In conclusion, the present multivariate approach highlighted sequence-specific modulation of DLPFC patterns that were not observed with our previous univariate analyses12. However, results did not reveal any stimulation effect on the multivoxel pattern of the TMS target.
Sequence learning modulated task-related patterns in the sensorimotor putamen under inhibitory prefrontal stimulation
Our data showed that sequence learning affected task-related patterns in the bilateral sensorimotor putamen more than random practice and that this effect was more pronounced under inhibitory as compared to facilitatory stimulation. These results were mainly driven by a larger change in pattern between early and late practice stages of initial motor sequence learning under inhibitory as compared to facilitatory stimulation. Interestingly, the effect of task condition - observed in the current study under the effect of inhibitory stimulation - is in line with previous research reporting sequence-learning-related modulation of striatal multivariate patterns14,18,24. Specifically, these recent studies have shown that (sensorimotor) striatal patterns can not only discriminate different motor sequences18 but also different motor sequence learning stages (e.g., new vs. learned sequences14,24; early versus late stages of initial learning18), although some of these effects might only be observed during full speed as compared to paced motor performance14. Our results confirm these previous findings and suggest that learning-related modulation of sensorimotor putamen patterns are preferentially observed under inhibitory, as compared to facilitatory, stimulation. However, pattern similarity analyses do not allow us to conclude on whether stimulation potentiated or disrupted the learning-related modulation of sensorimotor putamen patterns. Based on our previous work suggesting that inhibitory stimulation disrupted the increase in sensorimotor putamen recruitment usually observed over the course of initial learning12, we speculate that inhibitory stimulation might have disrupted sensorimotor putamen patterns in the course of MSL.
Although the multivoxel patterns in the bilateral associative putamen showed similar task by stimulation modulation as the sensorimotor part, these effects did not reach significance (see Supplemental Table S3). This stands in contrast with previous reports of motor sequence learning-related modulations of associative striatum multivariate patterns14,18 and with our earlier work suggesting that inhibitory stimulation resulted in greater maintenance of associative striatum recruitment during MSL12. It is worth noting, however, that most of the effects discussed above were observed in the caudate nucleus rather than in the associative portion of the putamen investigated in the current study. It would be worthwhile for future research to examine whether motor sequence learning differently affects pattern in these sub-regions of the associative striatum.

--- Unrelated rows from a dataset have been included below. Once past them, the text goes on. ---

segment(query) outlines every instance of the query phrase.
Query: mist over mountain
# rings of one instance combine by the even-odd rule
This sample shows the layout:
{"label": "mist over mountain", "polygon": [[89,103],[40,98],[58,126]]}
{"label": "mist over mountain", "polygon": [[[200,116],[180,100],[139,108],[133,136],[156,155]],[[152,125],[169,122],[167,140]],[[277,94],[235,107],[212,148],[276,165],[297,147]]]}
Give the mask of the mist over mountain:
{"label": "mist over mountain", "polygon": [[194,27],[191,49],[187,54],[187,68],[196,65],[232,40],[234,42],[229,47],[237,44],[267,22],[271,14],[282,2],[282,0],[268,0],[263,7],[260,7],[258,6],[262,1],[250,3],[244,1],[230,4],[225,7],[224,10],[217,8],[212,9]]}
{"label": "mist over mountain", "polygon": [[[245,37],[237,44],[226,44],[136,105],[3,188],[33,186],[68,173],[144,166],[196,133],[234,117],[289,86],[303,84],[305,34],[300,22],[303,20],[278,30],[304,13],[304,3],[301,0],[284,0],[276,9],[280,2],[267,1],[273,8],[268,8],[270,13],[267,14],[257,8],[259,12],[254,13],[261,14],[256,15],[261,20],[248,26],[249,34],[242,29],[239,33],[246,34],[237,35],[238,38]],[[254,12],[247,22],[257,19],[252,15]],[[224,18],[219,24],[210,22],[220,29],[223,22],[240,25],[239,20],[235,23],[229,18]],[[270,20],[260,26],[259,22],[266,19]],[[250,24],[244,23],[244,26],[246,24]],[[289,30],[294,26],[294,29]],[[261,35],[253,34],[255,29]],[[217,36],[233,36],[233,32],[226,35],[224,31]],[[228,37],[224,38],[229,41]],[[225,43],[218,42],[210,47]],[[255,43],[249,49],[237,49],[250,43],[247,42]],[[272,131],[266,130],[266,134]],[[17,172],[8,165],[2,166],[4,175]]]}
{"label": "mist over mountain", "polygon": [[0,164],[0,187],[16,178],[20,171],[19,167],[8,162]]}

Altogether, the multivariate approach used in this study highlighted similar results as in our previous univariate work for the sensorimotor putamen but did not provide evidence of such modulatory effects for the associative putamen.
Sequence learning and inhibitory prefrontal stimulation modulated hippocampal patterns during post-intervention rest
Our results indicate that sequence learning as well as inhibitory prefrontal stimulation modulated resting-state patterns in the bilateral (posterior) hippocampus as compared to random task practice and facilitatory stimulation, respectively. Specifically, pre- and post-intervention resting-state hippocampal patterns were more dissimilar after inhibitory (as compared to facilitatory) stimulation and after sequence learning (as compared to random task practice). In line with these findings, exploratory analyses on the posterior portion of the bilateral hippocampus revealed stronger persistence of task-related brain patterns into post-task rest after inhibitory stimulation as compared to facilitatory stimulation, and this more for the sequence condition as compared to the random condition. These findings suggest that the pre-post pattern dissimilarity described above might be the result of persistence of MSL-related brain patterns into rest and that such pattern persistence was specifically potentiated by inhibitory stimulation.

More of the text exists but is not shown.